According to an embodiment of the present disclosure, one of the imaging device and the position sensor is further adapted to measure a traveling speed of the vehicle, and the controller controls the scanning image formed by the scanning device to be scaled according to the traveling speed.

According to an embodiment of the present disclosure, a scanning apparatus includes: two upright frames oppositely disposed on both sides of the examination region; and a radiation source and an array detector respectively arranged on the two upright frames.

According to an embodiment of the present disclosure, the scanning apparatus further includes two shielding walls respectively disposed on the upright frames to shield radiation from the radiation source.

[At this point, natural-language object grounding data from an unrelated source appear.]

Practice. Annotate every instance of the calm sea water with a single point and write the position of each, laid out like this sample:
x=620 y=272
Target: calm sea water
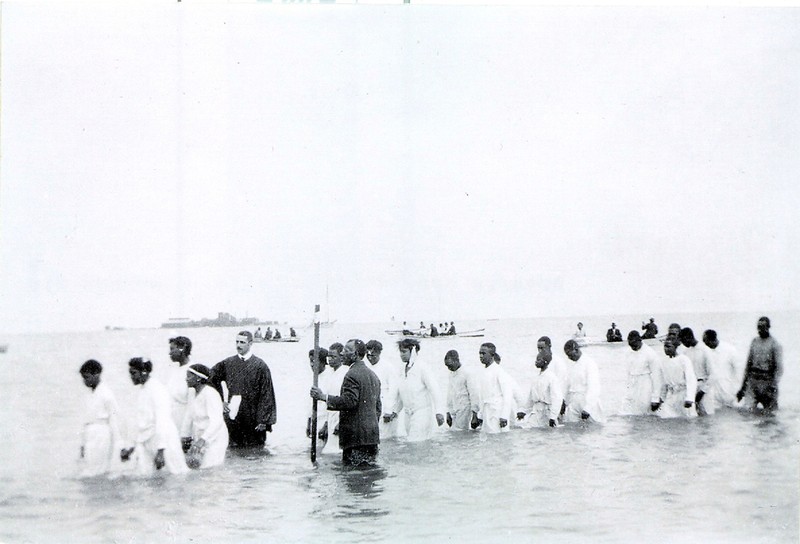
x=729 y=478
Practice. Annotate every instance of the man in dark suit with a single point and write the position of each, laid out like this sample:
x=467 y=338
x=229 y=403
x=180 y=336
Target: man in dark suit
x=359 y=404
x=249 y=407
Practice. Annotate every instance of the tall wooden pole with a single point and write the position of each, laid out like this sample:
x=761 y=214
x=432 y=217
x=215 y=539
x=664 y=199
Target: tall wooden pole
x=315 y=368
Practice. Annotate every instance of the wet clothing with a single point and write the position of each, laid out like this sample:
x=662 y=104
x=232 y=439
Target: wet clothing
x=643 y=386
x=101 y=440
x=463 y=398
x=249 y=378
x=204 y=420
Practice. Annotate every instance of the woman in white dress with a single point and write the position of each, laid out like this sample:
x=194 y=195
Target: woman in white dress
x=101 y=440
x=203 y=426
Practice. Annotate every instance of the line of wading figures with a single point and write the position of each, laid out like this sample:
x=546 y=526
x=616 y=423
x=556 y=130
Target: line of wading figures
x=201 y=412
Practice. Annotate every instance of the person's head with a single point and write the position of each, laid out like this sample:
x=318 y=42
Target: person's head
x=354 y=350
x=763 y=327
x=406 y=347
x=635 y=340
x=543 y=343
x=671 y=346
x=90 y=372
x=543 y=359
x=573 y=350
x=452 y=361
x=335 y=355
x=243 y=342
x=687 y=338
x=322 y=359
x=710 y=339
x=140 y=368
x=488 y=354
x=374 y=349
x=180 y=348
x=197 y=375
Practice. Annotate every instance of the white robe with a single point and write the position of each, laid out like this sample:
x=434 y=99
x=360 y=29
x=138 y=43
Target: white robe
x=543 y=400
x=643 y=386
x=179 y=393
x=583 y=392
x=463 y=397
x=419 y=398
x=101 y=440
x=497 y=399
x=203 y=420
x=388 y=376
x=727 y=373
x=701 y=360
x=678 y=385
x=156 y=430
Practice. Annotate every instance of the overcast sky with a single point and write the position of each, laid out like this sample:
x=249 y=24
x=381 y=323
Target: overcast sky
x=423 y=162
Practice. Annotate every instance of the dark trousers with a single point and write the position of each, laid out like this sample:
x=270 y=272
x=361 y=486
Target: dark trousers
x=357 y=456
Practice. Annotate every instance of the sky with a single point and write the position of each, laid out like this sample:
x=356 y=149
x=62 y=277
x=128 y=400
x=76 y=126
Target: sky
x=415 y=162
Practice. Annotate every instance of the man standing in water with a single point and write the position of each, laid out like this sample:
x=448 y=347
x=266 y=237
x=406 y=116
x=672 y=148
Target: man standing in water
x=764 y=369
x=249 y=408
x=359 y=404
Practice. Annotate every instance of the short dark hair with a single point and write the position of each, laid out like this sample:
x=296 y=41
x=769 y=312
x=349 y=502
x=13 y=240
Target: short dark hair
x=91 y=367
x=183 y=343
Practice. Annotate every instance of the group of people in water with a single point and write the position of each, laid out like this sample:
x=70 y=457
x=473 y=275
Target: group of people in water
x=188 y=424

According to an embodiment of another aspect of the present disclosure, there is provided a safety inspection method for inspecting a vehicle using the above vehicle safety inspection system, including the steps of:

acquiring a real object image of a side portion of a vehicle entering an inspection area;

recognizing the real object image, and determining a preset part and a rear end part of the vehicle according to the recognized real object image;

calculating a length of a trunk of the vehicle based on the determined predetermined portion and the rear end portion;

detecting a real-time location of the vehicle in the inspection area; and

and under the condition that the front end of the trunk of the vehicle enters a scanning area of the scanning device according to the length and the real-time position of the trunk, controlling the scanning device to scan and check the trunk.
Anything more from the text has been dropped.